In December of this year what the governmental reports call "a very unfortunate occurrence" took place in Nebraska. A party of Poncas, consisting of four men, six women, three boys, and two girls, returning from a visit to the Omahas, had camped for the night about twelve miles from their own reservation. In the night a party of soldiers from a military post on the Niobrara River came to their camp, and began to insult the squaws, "offering money with one hand, and presenting a revolver with the other." The Indians, alarmed, pulled up their lodge, and escaped to a copse of willows near by. The soldiers fired at them as they ran away, and then proceeded to destroy all their effects. They cut the lodge covers to pieces, burnt the saddles and blankets, cut open sacks of beans, corn, and dried pumpkin, and strewed their contents on the ground, and went away, taking with them a skin lodge-covering, beaver-skins, buffalo-robes, blankets, guns, and all the small articles. The Indians' ponies were hid in the willows. Early in the morning they returned with these, picked up all the corn which had not been destroyed, and such other articles as they could find, packed their ponies as best they might, and set off barefooted for home. After they had gone a few miles they stopped and built a fire to parch some corn to eat. Some of the women and children went to look for wild-beans, leaving three women and a child at the camp. Here the soldiers came on them again. As soon as the Indians saw them coming they fled. The soldiers fired on them, wounding one woman by a ball through her thigh; another, with a child on her back, by two balls through the child's thighs, one of which passed through the mother's side. These women were fired on as they were crossing the river on the ice. The soldiers then took possession of the six ponies and all the articles at the camp, and left. The squaws and children who were looking for beans were half a mile below; a little dog belonging to them barked and revealed their hiding-place in the willows. The soldiers immediately turned on them, dismounted, and, making up to them, deliberately shot them dead as they huddled helplessly together—three women and a little girl!

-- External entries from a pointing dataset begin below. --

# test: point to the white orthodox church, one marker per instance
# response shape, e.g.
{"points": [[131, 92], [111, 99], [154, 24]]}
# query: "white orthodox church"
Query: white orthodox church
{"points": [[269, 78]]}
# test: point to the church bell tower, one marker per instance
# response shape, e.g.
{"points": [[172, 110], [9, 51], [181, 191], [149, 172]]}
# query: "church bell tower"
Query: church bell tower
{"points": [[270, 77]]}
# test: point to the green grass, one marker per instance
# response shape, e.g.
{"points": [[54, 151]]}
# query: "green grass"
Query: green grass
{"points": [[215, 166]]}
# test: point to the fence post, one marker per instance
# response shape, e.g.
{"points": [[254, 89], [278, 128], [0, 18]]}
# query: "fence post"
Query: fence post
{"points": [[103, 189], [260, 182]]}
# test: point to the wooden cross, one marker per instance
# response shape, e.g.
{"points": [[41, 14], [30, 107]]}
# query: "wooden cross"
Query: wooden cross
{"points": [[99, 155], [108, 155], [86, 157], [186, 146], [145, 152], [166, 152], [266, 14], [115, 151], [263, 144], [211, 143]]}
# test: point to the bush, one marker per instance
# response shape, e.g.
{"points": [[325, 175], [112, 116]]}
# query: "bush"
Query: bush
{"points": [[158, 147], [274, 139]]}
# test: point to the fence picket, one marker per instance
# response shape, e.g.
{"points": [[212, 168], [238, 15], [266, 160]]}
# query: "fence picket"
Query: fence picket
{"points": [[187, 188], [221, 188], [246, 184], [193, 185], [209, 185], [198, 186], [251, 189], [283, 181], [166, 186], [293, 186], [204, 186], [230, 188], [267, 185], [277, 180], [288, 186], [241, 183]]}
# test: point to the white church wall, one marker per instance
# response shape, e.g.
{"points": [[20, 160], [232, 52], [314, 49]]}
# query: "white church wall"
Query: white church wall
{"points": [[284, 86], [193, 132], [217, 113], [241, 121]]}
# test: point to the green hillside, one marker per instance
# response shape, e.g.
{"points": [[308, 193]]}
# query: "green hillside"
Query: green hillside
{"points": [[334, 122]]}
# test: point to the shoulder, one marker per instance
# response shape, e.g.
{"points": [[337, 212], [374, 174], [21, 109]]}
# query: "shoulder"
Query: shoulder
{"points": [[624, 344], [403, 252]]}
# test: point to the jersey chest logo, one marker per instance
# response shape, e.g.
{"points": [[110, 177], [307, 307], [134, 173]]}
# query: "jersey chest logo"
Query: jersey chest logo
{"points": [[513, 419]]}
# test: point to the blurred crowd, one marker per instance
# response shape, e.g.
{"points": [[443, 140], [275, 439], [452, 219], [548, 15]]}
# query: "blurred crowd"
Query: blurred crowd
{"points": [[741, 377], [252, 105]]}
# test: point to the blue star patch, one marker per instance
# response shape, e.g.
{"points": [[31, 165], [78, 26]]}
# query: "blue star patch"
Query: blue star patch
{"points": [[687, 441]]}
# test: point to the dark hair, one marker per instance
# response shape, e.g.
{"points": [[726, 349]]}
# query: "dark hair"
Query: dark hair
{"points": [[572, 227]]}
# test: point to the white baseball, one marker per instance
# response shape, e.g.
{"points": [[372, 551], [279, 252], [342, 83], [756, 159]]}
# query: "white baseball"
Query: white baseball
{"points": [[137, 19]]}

One of the boys, a youth, ran for the river, pursued by the soldiers. On reaching the river he dived into the water through a hole in the ice; as often as he lifted his head they fired at him. After they went away he crawled out and escaped to the agency. One of the murdered women, the mother of this boy, had three balls in her head and cheek, her throat cut, and her head half-severed by a sabre-thrust; another, the youngest woman, had her cloth skirt taken off and carried away, and all her other clothes torn from her body, leaving it naked!